The Ombudsman for Children is calling for an independent evaluation of family hubs, which are premises used to provide emergency accommodation for homeless families as an alternative to hotels and B&Bs.
Up to 900 children are living in 26 family hubs, most of them in Dublin.
Publishing the report, Mr Muldoon said the Government was spending more than €100 million on the hubs. He said the scheme was never piloted and should be evaluated.
The report, the first of its kind, was made up of contributions from children aged between five and 17, and from the parents of children under five.
A lack of space and privacy, excess noise, and experiencing feelings of shame, guilt and anger were among the issues raised by the children.
Parents of the very young said they were concerned about the long-term mental health impact for their children.
The Ombudsman said the Government must address these concerns in order to ensure a high standard of accommodation for the homeless.
Mr Muldoon said there was an urgent need to introduce national standards, an independent inspection mechanism and a full-scale formal evaluation system.
The Ombudsman also said there was a lack of transparency when it came to data on homelessness, and in particular, on the exact number of children living in family hubs nationally.
He also said it was time to begin a conversation about including an "express right to housing" in the Constitution.
The Ombudsman also wants to see current legislation strengthened to oblige housing authorities to provide accommodation and other supports to the homeless.
Speaking on RTÉ's Morning Ireland, Dr Muldoon described one ten-year-old girl who was worried about her five-year-old brother, who would try to escape the room at every opportunity.

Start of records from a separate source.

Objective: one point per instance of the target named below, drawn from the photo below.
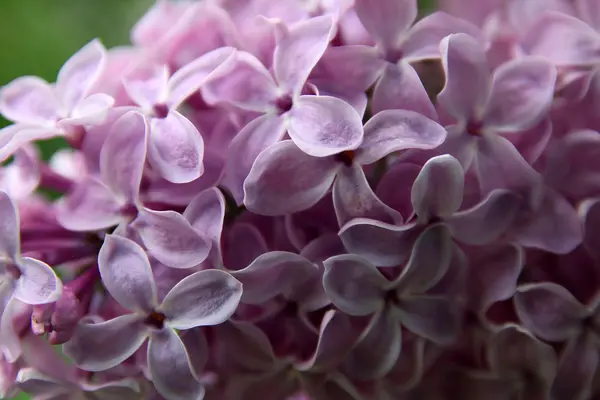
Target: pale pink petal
(204, 298)
(400, 88)
(386, 20)
(29, 99)
(394, 130)
(522, 91)
(299, 49)
(549, 311)
(80, 72)
(353, 198)
(322, 126)
(38, 283)
(126, 274)
(171, 239)
(468, 79)
(123, 156)
(284, 179)
(176, 148)
(98, 347)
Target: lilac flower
(358, 288)
(203, 298)
(42, 111)
(285, 170)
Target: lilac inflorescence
(309, 200)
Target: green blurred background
(38, 36)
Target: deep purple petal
(522, 91)
(354, 198)
(170, 367)
(428, 263)
(299, 49)
(438, 189)
(29, 99)
(393, 130)
(353, 285)
(468, 79)
(273, 273)
(323, 126)
(38, 283)
(284, 179)
(383, 244)
(171, 239)
(97, 347)
(400, 88)
(386, 20)
(176, 148)
(204, 298)
(123, 156)
(126, 274)
(376, 353)
(549, 311)
(80, 72)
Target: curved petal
(126, 274)
(38, 283)
(401, 88)
(284, 179)
(428, 263)
(382, 244)
(299, 49)
(435, 318)
(244, 148)
(563, 39)
(90, 206)
(468, 78)
(486, 221)
(354, 198)
(176, 148)
(438, 189)
(323, 126)
(29, 99)
(493, 275)
(204, 298)
(123, 156)
(247, 85)
(423, 41)
(513, 349)
(336, 338)
(393, 130)
(522, 91)
(273, 273)
(549, 311)
(171, 239)
(386, 20)
(80, 72)
(98, 347)
(10, 243)
(353, 285)
(576, 369)
(378, 350)
(170, 368)
(192, 76)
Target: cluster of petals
(309, 200)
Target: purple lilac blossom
(309, 200)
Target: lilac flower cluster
(327, 199)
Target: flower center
(346, 157)
(160, 110)
(155, 320)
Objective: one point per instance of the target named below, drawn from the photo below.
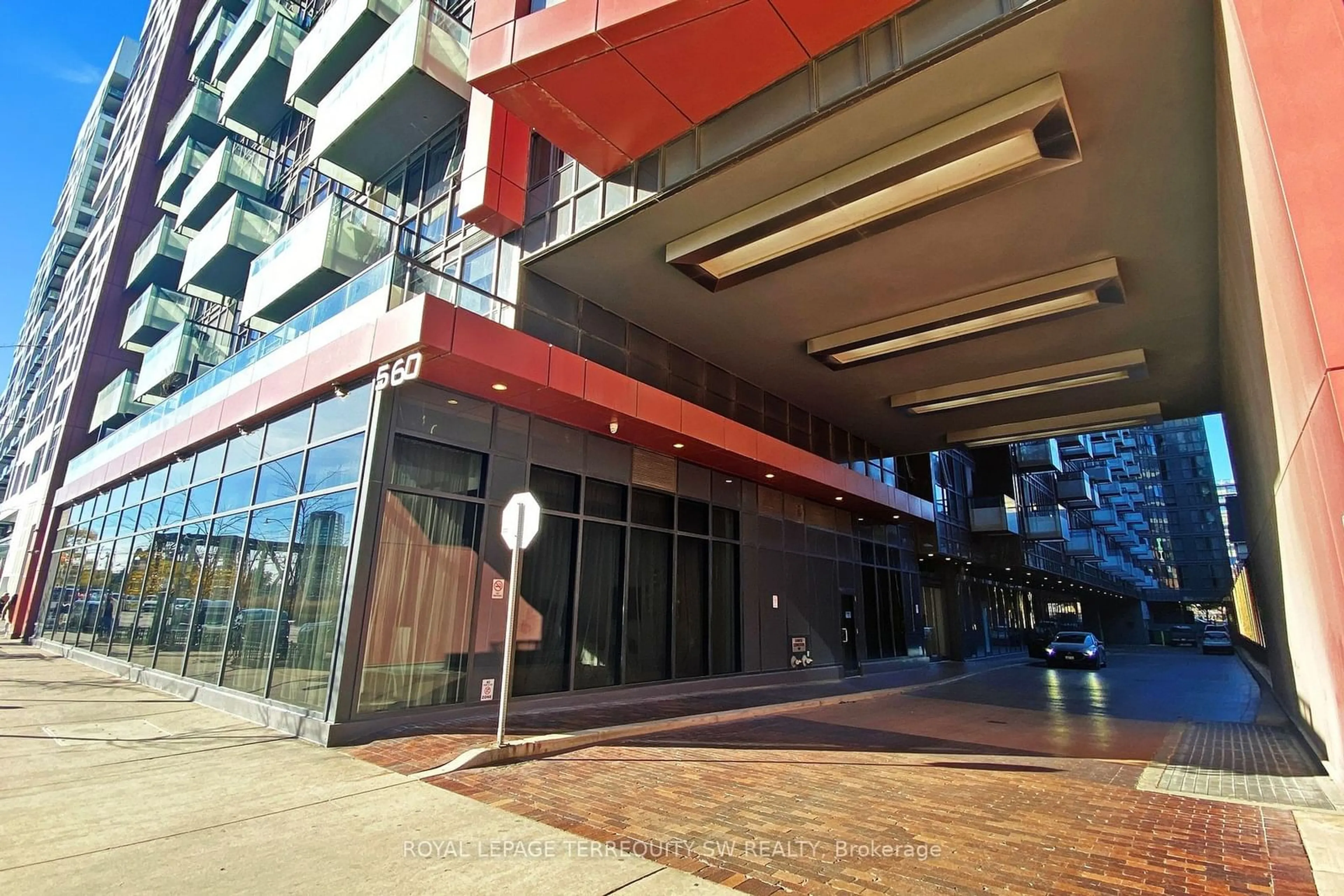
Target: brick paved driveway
(1016, 781)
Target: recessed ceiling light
(1053, 426)
(1041, 381)
(1061, 293)
(1022, 135)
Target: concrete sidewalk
(109, 785)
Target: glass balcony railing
(179, 172)
(1041, 456)
(233, 168)
(181, 355)
(208, 13)
(332, 244)
(208, 50)
(343, 34)
(1046, 524)
(1076, 491)
(151, 316)
(197, 119)
(994, 514)
(384, 285)
(256, 93)
(159, 259)
(218, 257)
(116, 402)
(409, 84)
(252, 21)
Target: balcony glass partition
(256, 94)
(116, 402)
(179, 355)
(409, 85)
(252, 22)
(159, 259)
(332, 244)
(233, 168)
(343, 34)
(197, 119)
(385, 285)
(218, 257)
(178, 174)
(152, 316)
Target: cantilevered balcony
(1076, 491)
(1086, 544)
(1074, 448)
(254, 97)
(208, 51)
(218, 257)
(197, 119)
(116, 402)
(332, 244)
(1046, 524)
(995, 514)
(1041, 456)
(343, 34)
(208, 14)
(159, 259)
(252, 22)
(179, 172)
(151, 316)
(406, 88)
(233, 168)
(181, 355)
(1104, 446)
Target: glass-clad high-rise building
(872, 332)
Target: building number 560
(400, 371)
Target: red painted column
(494, 194)
(1281, 159)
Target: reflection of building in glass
(323, 554)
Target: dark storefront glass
(542, 656)
(417, 637)
(693, 605)
(725, 609)
(597, 660)
(648, 605)
(302, 671)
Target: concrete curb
(555, 745)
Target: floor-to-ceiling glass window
(417, 633)
(257, 620)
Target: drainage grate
(1242, 762)
(86, 733)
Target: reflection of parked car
(252, 632)
(1182, 636)
(315, 644)
(1217, 640)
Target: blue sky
(48, 76)
(49, 72)
(1218, 446)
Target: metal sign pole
(511, 621)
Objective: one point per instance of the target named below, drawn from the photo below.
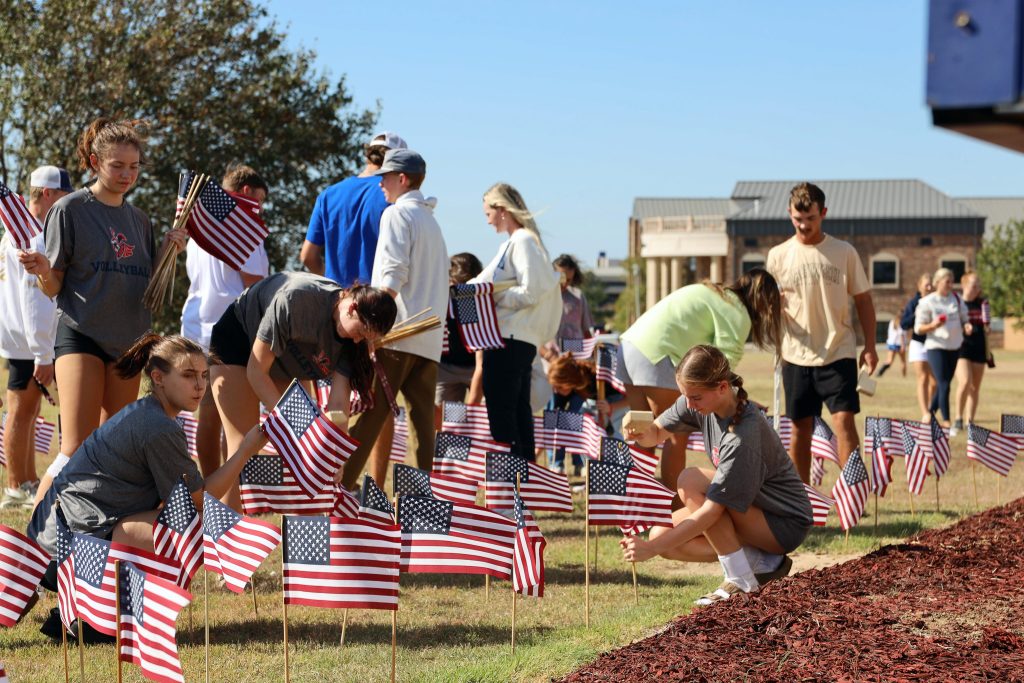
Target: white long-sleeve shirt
(412, 259)
(28, 317)
(531, 309)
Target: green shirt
(690, 315)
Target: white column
(651, 282)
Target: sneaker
(781, 570)
(723, 592)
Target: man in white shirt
(213, 287)
(412, 264)
(28, 326)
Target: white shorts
(916, 353)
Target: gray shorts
(790, 531)
(634, 369)
(453, 383)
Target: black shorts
(228, 341)
(808, 387)
(19, 374)
(70, 341)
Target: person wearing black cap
(27, 329)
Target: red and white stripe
(152, 644)
(23, 563)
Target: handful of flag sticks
(162, 283)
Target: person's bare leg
(847, 438)
(18, 435)
(80, 379)
(800, 446)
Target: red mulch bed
(946, 605)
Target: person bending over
(750, 509)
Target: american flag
(527, 555)
(189, 424)
(374, 504)
(235, 546)
(414, 481)
(268, 485)
(150, 609)
(577, 432)
(881, 462)
(820, 505)
(177, 534)
(399, 444)
(23, 563)
(226, 225)
(582, 349)
(607, 368)
(539, 486)
(67, 600)
(627, 498)
(1013, 426)
(468, 420)
(850, 491)
(20, 224)
(341, 562)
(313, 446)
(441, 537)
(477, 316)
(888, 430)
(994, 451)
(939, 447)
(94, 578)
(462, 456)
(915, 458)
(617, 452)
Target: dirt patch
(945, 605)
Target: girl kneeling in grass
(747, 512)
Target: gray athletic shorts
(636, 370)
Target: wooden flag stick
(206, 620)
(974, 477)
(284, 605)
(117, 617)
(586, 534)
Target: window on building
(885, 270)
(751, 261)
(956, 263)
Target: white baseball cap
(51, 177)
(386, 138)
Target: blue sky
(585, 107)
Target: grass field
(450, 631)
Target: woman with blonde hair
(702, 313)
(100, 252)
(529, 309)
(749, 509)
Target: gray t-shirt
(752, 466)
(128, 465)
(293, 312)
(107, 255)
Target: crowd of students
(375, 254)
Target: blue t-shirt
(345, 222)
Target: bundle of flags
(577, 432)
(313, 446)
(235, 546)
(994, 451)
(540, 487)
(341, 562)
(473, 306)
(20, 224)
(226, 225)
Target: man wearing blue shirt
(343, 228)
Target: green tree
(1000, 263)
(214, 80)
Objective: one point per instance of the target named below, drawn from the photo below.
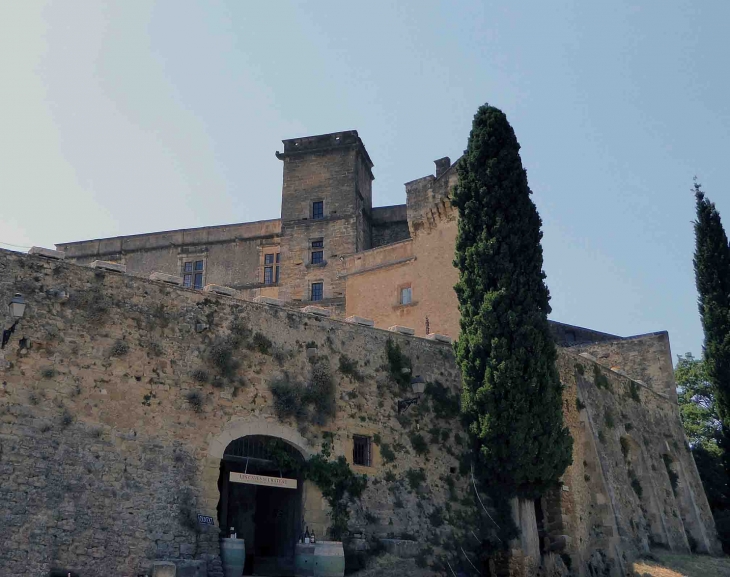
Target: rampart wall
(104, 458)
(119, 396)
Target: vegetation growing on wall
(512, 392)
(445, 404)
(348, 367)
(399, 365)
(313, 403)
(601, 380)
(339, 485)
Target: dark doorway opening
(267, 518)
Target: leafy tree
(712, 275)
(696, 399)
(512, 396)
(697, 403)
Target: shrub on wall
(339, 485)
(313, 403)
(399, 365)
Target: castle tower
(326, 209)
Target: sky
(129, 117)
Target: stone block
(439, 338)
(402, 330)
(47, 252)
(319, 311)
(401, 547)
(163, 569)
(220, 290)
(269, 301)
(360, 321)
(190, 568)
(167, 278)
(110, 266)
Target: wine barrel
(321, 559)
(233, 555)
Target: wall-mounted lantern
(418, 385)
(16, 308)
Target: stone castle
(142, 376)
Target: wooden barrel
(322, 559)
(233, 555)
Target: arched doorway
(261, 484)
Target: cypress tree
(512, 397)
(712, 275)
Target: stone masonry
(106, 462)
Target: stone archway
(237, 428)
(309, 499)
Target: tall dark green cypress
(712, 275)
(512, 395)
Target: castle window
(269, 268)
(406, 296)
(317, 255)
(193, 272)
(361, 451)
(317, 291)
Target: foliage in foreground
(512, 396)
(697, 408)
(712, 275)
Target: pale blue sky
(129, 117)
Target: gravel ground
(671, 565)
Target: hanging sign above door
(249, 479)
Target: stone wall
(389, 225)
(424, 262)
(333, 169)
(618, 497)
(104, 457)
(646, 358)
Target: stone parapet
(109, 266)
(269, 301)
(220, 290)
(47, 252)
(319, 311)
(166, 278)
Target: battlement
(323, 143)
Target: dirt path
(670, 565)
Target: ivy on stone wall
(313, 403)
(512, 395)
(339, 485)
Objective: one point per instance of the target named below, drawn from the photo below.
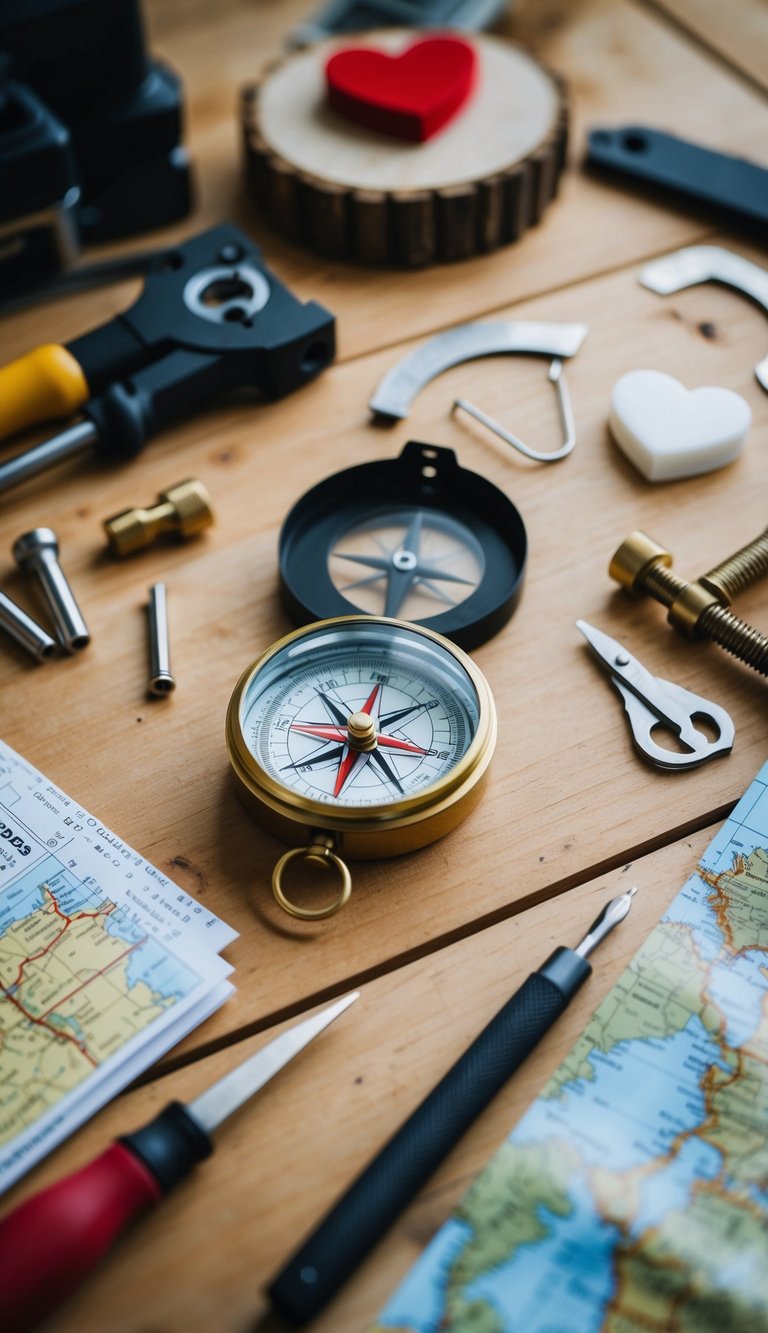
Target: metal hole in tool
(314, 357)
(226, 295)
(226, 289)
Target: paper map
(632, 1197)
(104, 964)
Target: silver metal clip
(556, 377)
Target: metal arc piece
(396, 391)
(710, 264)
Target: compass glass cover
(422, 701)
(411, 563)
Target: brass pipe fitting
(642, 565)
(183, 509)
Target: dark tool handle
(734, 185)
(380, 1193)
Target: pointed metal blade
(612, 913)
(227, 1095)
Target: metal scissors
(651, 701)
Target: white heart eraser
(668, 431)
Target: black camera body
(90, 132)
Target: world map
(632, 1197)
(79, 980)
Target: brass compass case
(418, 809)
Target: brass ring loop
(311, 852)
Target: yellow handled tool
(46, 383)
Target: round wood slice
(355, 193)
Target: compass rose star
(352, 760)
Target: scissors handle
(676, 709)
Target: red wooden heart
(411, 95)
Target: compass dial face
(411, 563)
(419, 704)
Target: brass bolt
(739, 572)
(642, 565)
(183, 509)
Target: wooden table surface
(436, 940)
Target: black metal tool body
(391, 1180)
(120, 109)
(734, 187)
(211, 317)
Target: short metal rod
(26, 631)
(38, 553)
(160, 677)
(60, 447)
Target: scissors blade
(650, 700)
(620, 663)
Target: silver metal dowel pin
(26, 631)
(160, 677)
(60, 447)
(38, 552)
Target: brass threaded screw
(739, 572)
(642, 565)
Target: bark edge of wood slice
(351, 193)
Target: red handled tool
(56, 1237)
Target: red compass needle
(339, 732)
(354, 757)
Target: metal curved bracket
(395, 393)
(555, 377)
(710, 264)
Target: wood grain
(440, 937)
(203, 1260)
(738, 32)
(564, 755)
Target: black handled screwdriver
(52, 1241)
(391, 1180)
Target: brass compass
(363, 737)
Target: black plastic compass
(416, 537)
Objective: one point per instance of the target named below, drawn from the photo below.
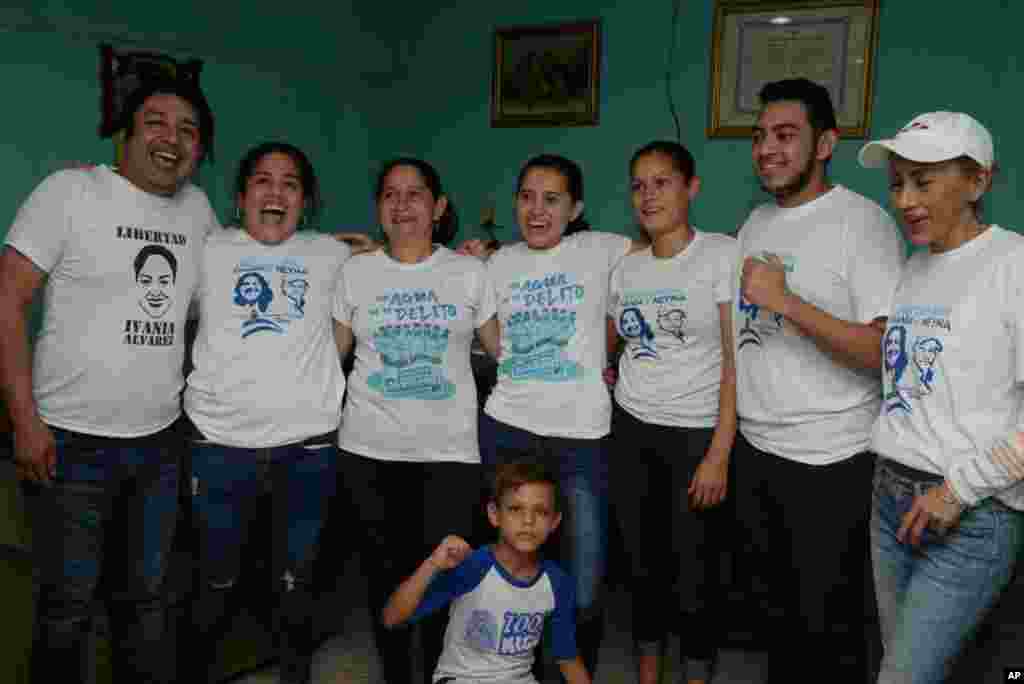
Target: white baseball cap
(935, 136)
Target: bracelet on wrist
(947, 496)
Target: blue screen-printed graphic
(411, 335)
(270, 294)
(537, 335)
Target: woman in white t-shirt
(947, 521)
(410, 457)
(264, 396)
(675, 416)
(550, 401)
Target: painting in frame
(546, 75)
(832, 42)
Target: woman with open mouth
(946, 517)
(264, 398)
(550, 401)
(410, 461)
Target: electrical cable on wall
(669, 67)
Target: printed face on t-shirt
(155, 280)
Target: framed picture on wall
(546, 75)
(832, 42)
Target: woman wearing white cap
(947, 521)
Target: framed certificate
(832, 42)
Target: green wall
(355, 82)
(950, 56)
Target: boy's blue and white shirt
(496, 620)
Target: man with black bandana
(93, 410)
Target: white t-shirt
(411, 393)
(667, 312)
(953, 364)
(552, 306)
(843, 254)
(266, 367)
(122, 267)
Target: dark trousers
(400, 512)
(673, 550)
(808, 525)
(107, 520)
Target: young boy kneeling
(500, 594)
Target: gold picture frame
(546, 75)
(832, 42)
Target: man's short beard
(796, 186)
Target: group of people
(773, 368)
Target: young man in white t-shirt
(116, 253)
(820, 264)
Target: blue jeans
(228, 485)
(110, 513)
(932, 597)
(583, 473)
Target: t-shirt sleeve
(486, 301)
(450, 585)
(41, 225)
(343, 308)
(213, 223)
(615, 246)
(875, 259)
(563, 616)
(614, 290)
(1013, 308)
(725, 276)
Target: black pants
(808, 525)
(673, 550)
(401, 511)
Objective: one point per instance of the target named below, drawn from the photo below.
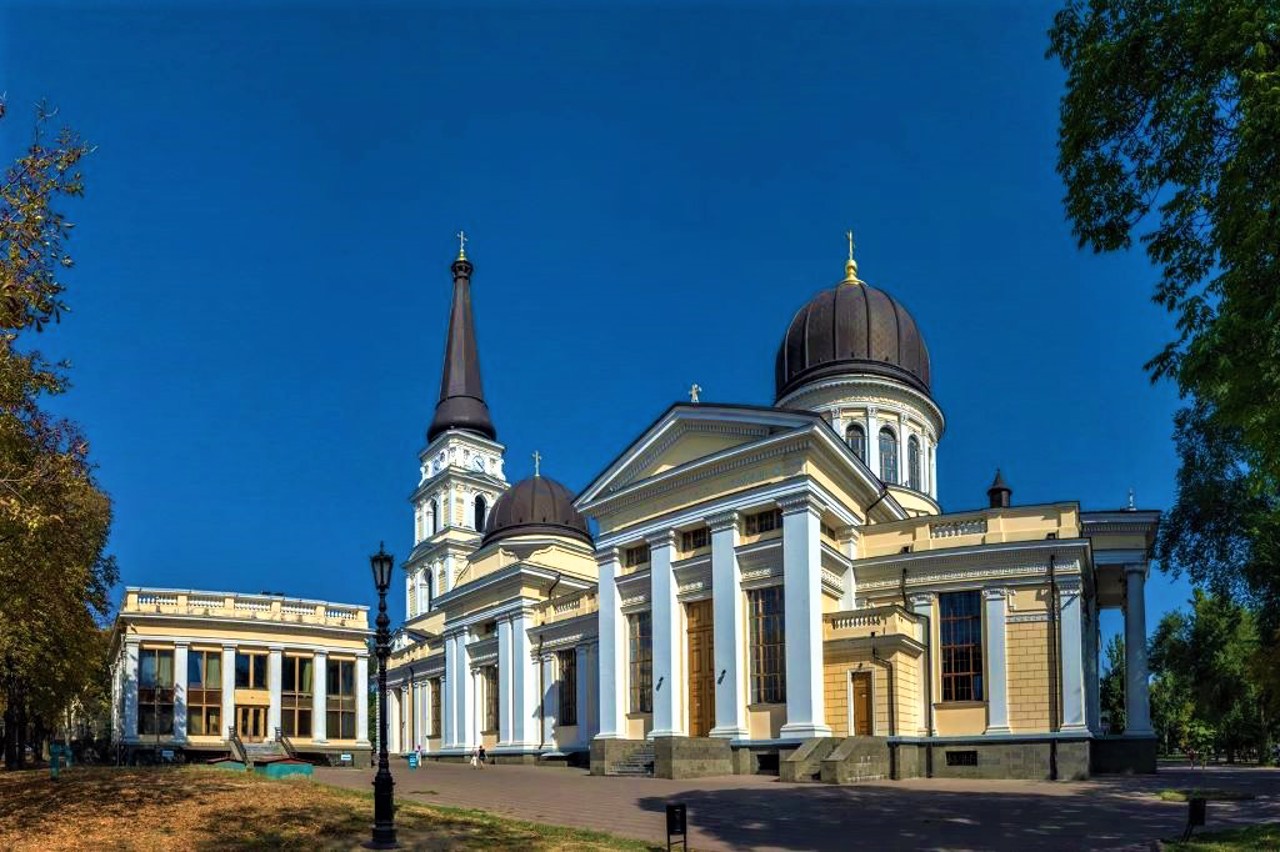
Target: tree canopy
(54, 518)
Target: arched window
(913, 463)
(856, 439)
(888, 456)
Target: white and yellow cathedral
(769, 589)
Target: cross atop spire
(850, 265)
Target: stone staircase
(636, 764)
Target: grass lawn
(1255, 837)
(213, 809)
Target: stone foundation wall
(606, 754)
(1124, 755)
(1028, 759)
(691, 757)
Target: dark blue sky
(263, 278)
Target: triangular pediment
(689, 433)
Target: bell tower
(461, 467)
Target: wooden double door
(702, 668)
(251, 723)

He said the girl had to watch her younger brother whenever their mother went to the bathroom to prevent the boy from running away.
Dr Muldoon said most families seem to be in hubs for about nine months and some leave within three months.
But he said the only opportunity to leave is through the Housing Assistance Payment scheme (HAP), which is not accepted by many landlords.
He said there were concerns about the long-term plan for family hubs.
"What is the plan for them, how are they going to be used?" he asked.
"We set them up hoping we'd be finished fairly quickly, but anyone looking into the future can see a three to five-year term at least on this.
"We need to evaluate it, we need to have standards, we need to have consistency, and we need to know what the final product is coming out of this. Even one year in there is a huge chunk of a child's life, and we need to know that it's going to be done the right way."
Meanwhile, the CEO of the Peter McVerry Trust has said that none of the ten Peter McVerry hubs were included in the Ombudsman's report and it was based on a limited sample.
Speaking on RTÉ’s Today with Sean O’Rourke, Pat Doyle said that some children have blossomed in the hubs and parents have reported that they have a better quality of life now that they are no longer living in hotels.
Mr Doyle said that family hubs are meant to give families a better and more positive experience.
He said that more houses needed to be built and until that happened, hubs needed to be made as homely and warm as possible and "the furthest thing away from the word prison".